Creosote is a mixture of phenols and phenol derivatives, obtained during the distillation of wood-tar, and has some of the properties of a volatile oil. The beechwood creosote is considered best for medicinal purposes.
10. The resins are all, or nearly all, mixtures of several different substances. They are an ill-defined group, forming amorphous masses which have a conchoidal shining fracture. They are insoluble in water and soluble in ether, chloroform, and the volatile oils. Many, but not all, of them are soluble in alcohol, and most of them dissolve in alkali with the formation of a non-detergent resin-soap, which is miscible with water. Their composition is still a subject of study. Some of them, and perhaps all of them, are formed by the oxidation of volatile oils, in association with which in the plant they mostly occur. Common rosin, and the resins of jalap, podophyllum, and scammony are official resins.
11. The oleoresins are the natural plant exudates which contain both volatile oil and resin. Balsam of copaiba, Canada balsam, and crude turpentine are examples, common rosin and oil of turpentine being the components of crude turpentine. (These natural oleoresins must be distinguished from the pharmaceutic oleoresins, which are artificial ethereal extracts of oily and resinous drugs, i. e., extracts made with ether.)
12. The gum resins are generally oleoresins in natural admixture with gum. They are obtained by the evaporation of the milky juices of certain plants.

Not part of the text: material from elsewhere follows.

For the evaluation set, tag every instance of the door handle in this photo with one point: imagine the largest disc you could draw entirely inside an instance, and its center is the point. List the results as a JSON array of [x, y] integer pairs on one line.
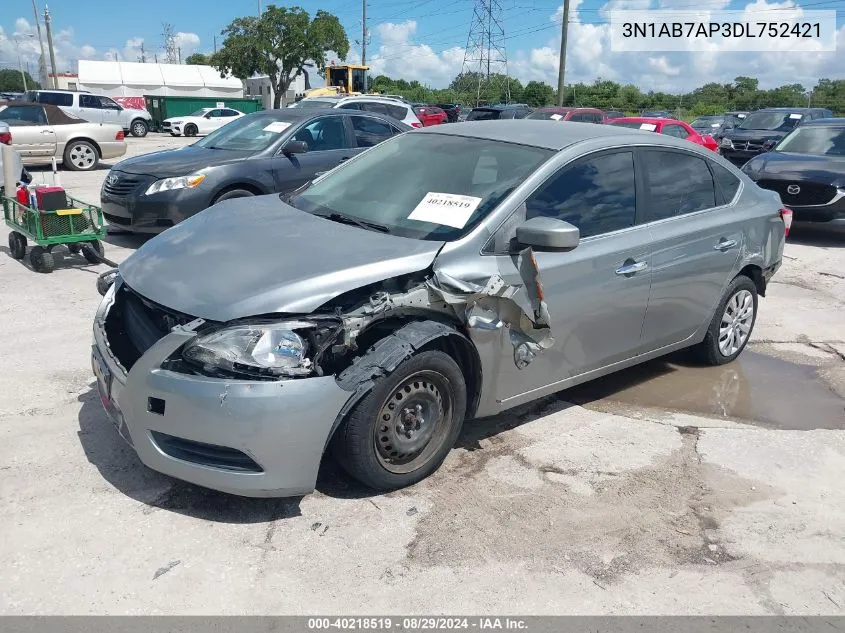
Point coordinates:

On rubbing a gum resin with water the gum dissolves, and with the oil and resin forms a milky emulsion. Asafetida and gamboge are examples.
13. The balsams are resinous or oleoresinous exudates which contain benzoic or cinnamic acid, or both. These latter impart a "balsamic" odor. Benzoin, storax, balsam of Tolu, and balsam of Peru are official examples. Many fragrant substances are incorrectly called "balsam," e. g., balsam of copaiba and Canada balsam, both of which are oleoresins. In some instances the resins, oleoresins, gum resins, and balsams are the only commercial representatives of their respective plants.
Keratin is obtained from horn by dissolving out the albuminous matter with artificial digestion, and macerating the residue in ammonia. It is soluble in alkalies and insoluble in acids, and is employed as a coating for pills and capsules which it is desired to have pass through the stomach without action - the so-called "enteric" pills. Theoretically, if the pills are given after meals, the coating should not dissolve in the stomach, and the medicinal agents should be set free only when the pills reach the alkaline intestinal contents. As a matter of fact, however, commercial keratin is not always proof against disintegration in the stomach, and as a coating must be considered unreliable.